All of this has resulted in an incredible feeling of awakening and empowerment in these areas of my life.  I realize now that I've always let money and time just kind of happen to me, but I'm increasingly feeling like I'm in the driver's seat.  Money and time are tools, and while there will of course be unexpected things that happen and certain limits beyond my power to change, overall it's possible to exercise control over how I receive and use them, and in doing so, the mysterious result is abundance.

Friday, September 17, 2010

Setting Scraps of Light on Fire


Scraps of light through the adobe ruins next to the grove


Today is my one year blogoversary.  It is this and only this that has finally gotten me to sit down and write a post.  I have missed blogging and think about it almost every day, but my life has become so full of other things that I haven't had the inspiration.  To find some, I walked over to the church today, but there were too many people around so I ended up in the grove, where I sat and wrote this post by hand.   I have found myself sitting in the grove more often lately than in the church courtyard.  It's green again, although the mass graves of trees are still untended.

So much has happened since I last posted, that I don't know where to begin.  Should I tell you about my busy life?  The immense sense of loss and sadness I've been feeling?  Should I talk about how disconnected I've become from my writing?  

Or maybe I should try to be more positive, and tell you about my discoveries about bats, or the white cat I keep seeing, or my lemon tree dream.  But all these things are moments that have passed, inspirations that have faded in the face of too much work.

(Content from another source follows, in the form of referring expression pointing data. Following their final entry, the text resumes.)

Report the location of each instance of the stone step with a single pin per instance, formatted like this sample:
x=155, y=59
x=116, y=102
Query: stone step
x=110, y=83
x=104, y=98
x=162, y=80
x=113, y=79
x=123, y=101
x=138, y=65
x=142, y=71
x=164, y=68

I'm not happy.  I know I need to just accept the way my life is right now, surrender to it.  Believe me, I'm working on that moment by moment, but there is a very sad little girl inside me who wants to come out and play.  And I don't know what to tell her to make her stop banging on the door.

And I realize how much I miss you all, my blogging friends.  It's not only the writing that I miss, it's the community, the support.  I feel very alone in my life these days, very much like I'm carrying a heavy burden by myself.  Stumbling and faltering under it.

But life goes on, and I just keep taking the next step.  At times I have glimpses of all this as a journey of significance, but mostly it just feels like stumbling in the dark.  I get tired of trying to hang onto the scraps of light that are tossed me.  I get mad at God for not giving me more, and then I'm ashamed for feeling that way.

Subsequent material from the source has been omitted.